She wasn't sure if she should respond. But he had paused for several seconds now, so she said, "I know that, sir."
"Intellectually, yes, you know that. Emotionally, you do not. And someday, you will risk your entire crew because of your father. You will make a decision that has nothing to do with now, and everything to do with that loss. It might not seem obvious. It might seem totally unrelated. But it won't be. And more people will die."
She wanted to say sarcastically, Thank you for your belief in me, sir, but she didn't.
Instead, she silently vowed she would prove him wrong.
"I'm not leaving the officer training program," she said. "If I wash out, fine. But I want to do this. I think I'll be good at it. I think I'll be better at it than anything else I've ever done."
He shook his head slightly, as if he couldn't believe her arrogance. Well, she couldn't believe his. Who was he to tell her who she was and who she would be?
"I'm going to be watching you," he said. "The moment I see that ghost making decisions for you, I'm pulling you out. Is that clear?"
She wondered how he would know. Would he fudge results? Would he see a "ghost" where there was none?
But she knew better than to ask. She remained as still as she possibly could, so he wouldn't see her steeling herself for battle with him.

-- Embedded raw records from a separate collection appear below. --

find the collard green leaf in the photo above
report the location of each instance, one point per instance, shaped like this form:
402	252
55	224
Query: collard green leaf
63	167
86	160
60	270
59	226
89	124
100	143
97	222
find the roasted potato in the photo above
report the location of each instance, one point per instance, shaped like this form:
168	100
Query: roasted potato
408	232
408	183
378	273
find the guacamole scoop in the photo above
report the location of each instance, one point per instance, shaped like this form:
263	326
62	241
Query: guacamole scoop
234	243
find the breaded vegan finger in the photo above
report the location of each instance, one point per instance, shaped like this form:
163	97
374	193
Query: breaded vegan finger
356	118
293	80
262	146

"Yes, sir," she said calmly. "That's clear."
Technically, she should have thanked him. Technically, she should have told him that he was doing the entire Fleet a favor by keeping an eye on her.
But that was admitting weakness.
She wasn't going to admit weakness. Especially not now.

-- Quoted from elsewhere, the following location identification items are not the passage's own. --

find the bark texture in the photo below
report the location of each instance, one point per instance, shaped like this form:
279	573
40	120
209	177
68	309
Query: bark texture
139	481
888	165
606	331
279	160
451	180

She wanted to command—and she would.
And she would be so much better than Zeller ever was, than Zeller ever could be.
But she didn't tell him that either.
Instead, she would show him. Every single day, for the rest of her life.
20
The Geneva and the Pueblo continued the grid search, but Sabin knew after the fiftieth iteration they would find nothing. No trace of the Ivoire.
She tried not to feel dispirited, and when the emotion threatened to overwhelm her, she privately blamed it all on the confirmation of her father's death.
She didn't let any emotion show. She did her job, coldly and efficiently, knowing she could tend to her emotions later.
Even after the foldspace investigation and rescue team arrived, even after they failed to find the Ivoire with a thorough by-the-books search, she held her emotions back.
They did her no good. They certainly didn't help her, or anyone, find Coop.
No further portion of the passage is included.